Boğatekin, müvekkili hakkındaki suçlamaların unsurlarının oluşmadığını belirterek, beraatini istedi.
'İNSAN CEZAEVİNDEKİ EŞİNİ GÖREMEZ Mİ?'
Yargılanan Şengül Kaçar avukatı Elif Taşdöğen, "Müvekkilin eşi hasta tutsak. Müvekkilin eşini cezaevinde ziyaret etmesi onun 'örgütün kuryesi' olduğu iddiasında bulunulmuş. İnsan cezaevindeki eşini göremez mi? Müvekkil başka kişilerle de görüştüğü söylenmiş. Bu suç değil. Ancak müvekkil gerçekten eşi dışında kimseyle görüşmemiştir" diye belirtti.
Müvekkilinin eşinin cezaevinde olması nedeniyle TUAD yönetiminde yer aldığını ifade eden Elif Taşdöğen, "Savcı bu durumu salt 'kuryelik' diyerek, saptırmaya gitmiş. Müvekkilin TUAD'da yer alması suç değil. Teknik takipte ise sadece 'taziyelere katılmış' denilmiş. Müvekkil siyasetçidir tabii ki katılacak. Taziyelere katıldı diye 'örgüt üyesi' denilemez.
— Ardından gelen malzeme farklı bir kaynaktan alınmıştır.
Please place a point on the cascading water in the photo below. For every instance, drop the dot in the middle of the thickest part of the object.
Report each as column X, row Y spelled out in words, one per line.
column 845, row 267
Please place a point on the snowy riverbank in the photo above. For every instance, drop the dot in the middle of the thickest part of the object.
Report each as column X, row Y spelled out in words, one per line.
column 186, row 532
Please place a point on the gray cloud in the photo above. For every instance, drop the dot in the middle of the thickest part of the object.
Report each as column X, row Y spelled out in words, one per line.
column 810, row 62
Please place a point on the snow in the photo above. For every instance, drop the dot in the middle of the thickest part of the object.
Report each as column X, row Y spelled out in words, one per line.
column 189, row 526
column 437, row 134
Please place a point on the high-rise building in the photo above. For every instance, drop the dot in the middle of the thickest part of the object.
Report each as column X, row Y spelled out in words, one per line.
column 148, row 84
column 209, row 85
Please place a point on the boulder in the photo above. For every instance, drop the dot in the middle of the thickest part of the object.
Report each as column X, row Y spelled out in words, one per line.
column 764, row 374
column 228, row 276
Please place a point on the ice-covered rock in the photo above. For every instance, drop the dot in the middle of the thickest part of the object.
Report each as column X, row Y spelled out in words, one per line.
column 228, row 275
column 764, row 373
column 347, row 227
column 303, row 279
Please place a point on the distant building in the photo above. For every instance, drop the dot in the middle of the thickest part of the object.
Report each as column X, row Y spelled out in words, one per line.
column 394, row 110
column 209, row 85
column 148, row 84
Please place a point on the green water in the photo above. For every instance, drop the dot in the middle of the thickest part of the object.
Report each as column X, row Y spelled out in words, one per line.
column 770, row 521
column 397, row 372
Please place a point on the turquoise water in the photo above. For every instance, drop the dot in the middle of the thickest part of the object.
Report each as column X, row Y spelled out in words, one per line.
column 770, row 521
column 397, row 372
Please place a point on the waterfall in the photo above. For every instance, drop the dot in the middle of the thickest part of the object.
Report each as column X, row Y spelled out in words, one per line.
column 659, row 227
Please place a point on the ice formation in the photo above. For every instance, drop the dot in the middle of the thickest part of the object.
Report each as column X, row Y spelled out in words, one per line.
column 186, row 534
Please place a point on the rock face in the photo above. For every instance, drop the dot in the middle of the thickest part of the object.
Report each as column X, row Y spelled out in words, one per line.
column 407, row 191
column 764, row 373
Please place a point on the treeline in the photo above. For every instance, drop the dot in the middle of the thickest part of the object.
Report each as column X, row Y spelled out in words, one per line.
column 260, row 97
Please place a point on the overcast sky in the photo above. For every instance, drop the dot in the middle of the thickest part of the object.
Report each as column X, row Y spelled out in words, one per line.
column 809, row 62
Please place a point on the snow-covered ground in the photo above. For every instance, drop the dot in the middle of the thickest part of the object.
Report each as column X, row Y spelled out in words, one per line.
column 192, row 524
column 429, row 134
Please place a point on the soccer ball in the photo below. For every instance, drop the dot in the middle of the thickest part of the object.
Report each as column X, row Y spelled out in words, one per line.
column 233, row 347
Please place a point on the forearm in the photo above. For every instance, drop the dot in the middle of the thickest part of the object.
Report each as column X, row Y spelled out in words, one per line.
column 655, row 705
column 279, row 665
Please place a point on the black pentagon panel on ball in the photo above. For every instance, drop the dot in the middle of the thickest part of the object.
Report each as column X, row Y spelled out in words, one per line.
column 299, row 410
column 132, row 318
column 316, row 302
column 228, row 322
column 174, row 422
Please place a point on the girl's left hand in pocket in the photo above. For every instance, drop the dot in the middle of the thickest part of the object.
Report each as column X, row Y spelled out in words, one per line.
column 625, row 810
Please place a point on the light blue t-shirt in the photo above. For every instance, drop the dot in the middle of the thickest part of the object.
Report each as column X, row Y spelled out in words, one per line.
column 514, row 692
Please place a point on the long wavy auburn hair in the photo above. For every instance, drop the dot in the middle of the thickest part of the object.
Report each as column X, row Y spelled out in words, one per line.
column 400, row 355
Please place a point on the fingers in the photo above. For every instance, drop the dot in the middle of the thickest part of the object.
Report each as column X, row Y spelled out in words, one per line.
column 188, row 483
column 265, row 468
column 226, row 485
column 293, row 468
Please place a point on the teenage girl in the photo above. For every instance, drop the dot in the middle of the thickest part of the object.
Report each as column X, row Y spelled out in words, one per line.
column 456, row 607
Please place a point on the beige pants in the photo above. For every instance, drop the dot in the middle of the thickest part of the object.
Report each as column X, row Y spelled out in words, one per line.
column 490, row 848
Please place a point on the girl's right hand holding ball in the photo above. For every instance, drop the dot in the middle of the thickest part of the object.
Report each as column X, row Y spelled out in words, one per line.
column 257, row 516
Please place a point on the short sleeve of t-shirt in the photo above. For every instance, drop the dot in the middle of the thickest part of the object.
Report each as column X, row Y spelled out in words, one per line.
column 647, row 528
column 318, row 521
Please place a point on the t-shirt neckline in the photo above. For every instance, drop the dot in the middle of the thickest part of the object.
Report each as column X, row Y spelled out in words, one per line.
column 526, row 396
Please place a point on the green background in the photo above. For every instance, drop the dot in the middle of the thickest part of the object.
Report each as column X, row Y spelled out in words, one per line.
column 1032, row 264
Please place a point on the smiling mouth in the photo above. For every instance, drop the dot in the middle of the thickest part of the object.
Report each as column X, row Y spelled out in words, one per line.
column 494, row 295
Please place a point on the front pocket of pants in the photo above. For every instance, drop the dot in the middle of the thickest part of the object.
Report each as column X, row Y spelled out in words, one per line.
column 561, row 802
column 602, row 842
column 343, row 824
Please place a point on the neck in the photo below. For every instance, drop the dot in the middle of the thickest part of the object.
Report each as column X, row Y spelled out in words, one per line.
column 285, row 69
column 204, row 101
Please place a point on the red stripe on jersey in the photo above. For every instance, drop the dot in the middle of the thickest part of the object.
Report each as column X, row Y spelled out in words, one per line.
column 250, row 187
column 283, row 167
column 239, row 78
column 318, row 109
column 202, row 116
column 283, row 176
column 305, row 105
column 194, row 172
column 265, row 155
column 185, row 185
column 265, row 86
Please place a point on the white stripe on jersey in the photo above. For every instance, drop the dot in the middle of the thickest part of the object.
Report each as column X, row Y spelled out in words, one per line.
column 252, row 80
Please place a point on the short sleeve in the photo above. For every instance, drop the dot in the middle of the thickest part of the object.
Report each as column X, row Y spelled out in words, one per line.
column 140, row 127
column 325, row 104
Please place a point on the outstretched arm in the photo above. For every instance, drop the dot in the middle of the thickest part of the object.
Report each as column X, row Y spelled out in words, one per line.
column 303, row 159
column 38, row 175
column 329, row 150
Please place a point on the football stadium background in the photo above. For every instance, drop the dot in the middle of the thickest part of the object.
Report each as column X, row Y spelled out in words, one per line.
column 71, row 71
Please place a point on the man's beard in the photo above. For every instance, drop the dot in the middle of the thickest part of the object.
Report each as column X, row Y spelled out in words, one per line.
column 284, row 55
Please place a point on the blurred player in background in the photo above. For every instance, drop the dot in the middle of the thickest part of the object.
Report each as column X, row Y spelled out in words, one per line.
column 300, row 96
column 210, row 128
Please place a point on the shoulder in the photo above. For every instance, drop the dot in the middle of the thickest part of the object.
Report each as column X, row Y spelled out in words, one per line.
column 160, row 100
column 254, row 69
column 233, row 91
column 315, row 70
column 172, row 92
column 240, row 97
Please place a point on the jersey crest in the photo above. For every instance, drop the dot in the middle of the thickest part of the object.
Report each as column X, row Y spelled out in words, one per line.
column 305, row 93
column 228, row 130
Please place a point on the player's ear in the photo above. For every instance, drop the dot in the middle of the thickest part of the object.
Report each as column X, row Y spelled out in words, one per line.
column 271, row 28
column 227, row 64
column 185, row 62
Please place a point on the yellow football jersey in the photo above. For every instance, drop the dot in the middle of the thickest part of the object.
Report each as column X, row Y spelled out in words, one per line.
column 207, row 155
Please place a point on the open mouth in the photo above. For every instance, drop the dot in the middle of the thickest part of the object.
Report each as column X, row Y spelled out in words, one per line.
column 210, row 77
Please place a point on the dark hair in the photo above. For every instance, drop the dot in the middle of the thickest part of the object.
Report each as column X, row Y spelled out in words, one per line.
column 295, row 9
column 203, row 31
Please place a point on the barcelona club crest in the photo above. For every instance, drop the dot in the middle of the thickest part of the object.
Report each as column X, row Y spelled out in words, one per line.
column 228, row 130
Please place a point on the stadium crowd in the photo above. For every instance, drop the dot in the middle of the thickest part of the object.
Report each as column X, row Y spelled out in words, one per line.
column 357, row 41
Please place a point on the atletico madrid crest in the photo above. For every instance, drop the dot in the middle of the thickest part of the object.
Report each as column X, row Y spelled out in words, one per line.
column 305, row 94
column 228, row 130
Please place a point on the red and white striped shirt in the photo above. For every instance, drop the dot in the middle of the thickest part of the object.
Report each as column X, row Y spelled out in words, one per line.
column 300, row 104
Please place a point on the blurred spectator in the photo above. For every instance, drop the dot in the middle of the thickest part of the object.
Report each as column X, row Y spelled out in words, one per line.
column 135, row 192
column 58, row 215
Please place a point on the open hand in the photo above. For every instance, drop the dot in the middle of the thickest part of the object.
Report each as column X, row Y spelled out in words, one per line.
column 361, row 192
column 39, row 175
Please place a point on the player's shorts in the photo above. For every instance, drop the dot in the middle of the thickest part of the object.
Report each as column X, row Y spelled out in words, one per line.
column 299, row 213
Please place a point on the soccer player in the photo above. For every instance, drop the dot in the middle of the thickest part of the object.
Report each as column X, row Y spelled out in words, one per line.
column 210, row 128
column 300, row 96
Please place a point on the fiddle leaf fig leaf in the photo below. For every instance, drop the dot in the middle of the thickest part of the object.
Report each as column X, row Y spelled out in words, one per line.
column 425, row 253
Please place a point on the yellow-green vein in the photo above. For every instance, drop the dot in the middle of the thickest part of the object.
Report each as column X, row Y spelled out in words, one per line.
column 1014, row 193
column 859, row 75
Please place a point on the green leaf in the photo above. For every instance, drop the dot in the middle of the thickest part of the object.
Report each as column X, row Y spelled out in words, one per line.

Yargıtay, bu fiillerin üyeliği kapsamında değerlendirmeyeceğine dair kararları var. Ben ÖHD ve MATUHAYDER yöneticisiyim. Yarın sizin karşınıza ben de sanık olarak çıkabilirim. Ama emin olun hiçbir hukuka aykırı faaliyetimiz yoktur. O yüzden müvekkilin beraatını istiyorum" şeklinde konuştu.
'KLASİK TARZ'
Yargılanan avukatlardan Raziye Öztürk'ün avukatı Cengiz Yürekli, mütalaanın soyut ifadelerle dolu olduğunu ifade ederek, "Birçok işlem gerçekleştirildi. Ancak müvekkilin ‘örgüt üyeliği’ suçlamasına dair herhangi bir somut delil bulunmuyor. Ancak savcı cezalandırma istiyor. Mesela soruşturma başlangıç tarihi 25 Ocak 2013 olarak görülüyor. Fakat soruşturma nasıl başladı bilmiyoruz. Soruşturma tarihine aykırı olmasına rağmen Raziye Öztürk eski tarihli 2012 dinlenmeleri var. Müvekkil niye dinlendi, dosyaya nasıl dahil edildi bilmiyoruz. Kolluk telefonunu dinliyor, bir şey bulamıyor. En sonunda kolluk, 'yüz yüze görüşme yapmıştır' diyor. Ama buna dair hiçbir emare yok. Müvekkilim ilk olarak uyuşturucu ihbarıyla gözaltına alınıyor. Bu uyuşturucu ihbarı asılsız çıktı. Emniyet ihbara yönelik ise hiçbir şey yapmadı. Müvekkil bu konuda suç duyurusunda bulunmasına rağmen sonuçsuz kalındı. Bu klasik tarz cemaatinindir" diye konuştu.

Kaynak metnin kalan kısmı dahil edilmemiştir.